As a first step, the team learned all about the current efforts in spam filtering. They soon realized that the most important thing to do was to make significant improvements to the current content-based spam filter – to make it more noise tolerant and cutting edge. They put their minds together with Vish Tumkur Ramarao, Raghav Jeyaraman, Jay Pujara, and Sharat Narayan from the mail engineering team.
“The mail team and research teams complete each other,” said Weinberger. “We know a lot about machine learning and they know absolutely everything there is to know about spam.” It was the perfect marriage for such a significant endeavor.

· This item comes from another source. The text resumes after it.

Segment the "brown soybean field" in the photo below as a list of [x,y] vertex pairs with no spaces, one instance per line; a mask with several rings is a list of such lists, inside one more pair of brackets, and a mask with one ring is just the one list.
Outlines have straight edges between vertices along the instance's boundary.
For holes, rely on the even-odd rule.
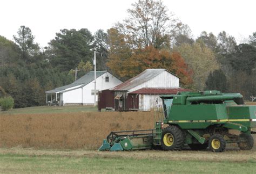
[[0,115],[0,173],[255,172],[255,147],[242,151],[230,144],[222,153],[188,148],[97,150],[111,131],[150,129],[154,122],[153,112],[4,113]]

Zinkevich saw this as a monumental opportunity to make an impact on one of the most visible Yahoo! properties in the world. “We are the largest email service provider in the world,” said Zinkevich. “Because of this, we are a constant target of spammers who spend their livelihoods keeping up with trends to circumvent the latest spam-fighting techniques.”
The teams became quickly aware that the challenges with developing a spam classifier for the largest mail service in the world are very different from those that they were used to from academic settings of document classification. “Each email has to be handled in a couple of milliseconds,” said Dasgupta. “Some spammers try to trick our algorithm by labeling their own emails as non-spam so that they leak through.”
Currently implemented for a segment of premium English-language users, Sparta will soon expand in scope and be implemented worldwide with internationalization. In order to make the spam filter future-proof, it is explicitly designed so that it can be extended and modified in many ways, and to adapt to new trends in spam emails or improved classification algorithms during the upcoming years.
“In addition to making a dent on spam for premium users, Sparta, for the first time, provides us a medium to long term content classifier that can scale well even to the free email user segment,” said Ramarao.
Aside from dramatically reducing the volume of spam email leaks to users’ in-boxes, Sparta also has strict criteria to minimize the number of legitimate email slips into bulk email folders.
Sparta has been a major milestone for the research and engineering teams. The research team spent significant time on intellectual aspects of the problem, focusing on getting a cutting edge classifier that can work in an adversarial setting. The engineering team, on the other hand, worked on bringing the research team up to speed on domain knowledge and possible pitfalls -- and also worked on making sure the code was scalable, bug free, and lightning fast.
“I think the research and engineering engagement in this project was an excellent example of how both teams can work to bring sufficient thought in science and engineering to product development,” said Ramarao. “We hope to continue solving high-value business problems that are also challenging from a research perspective.”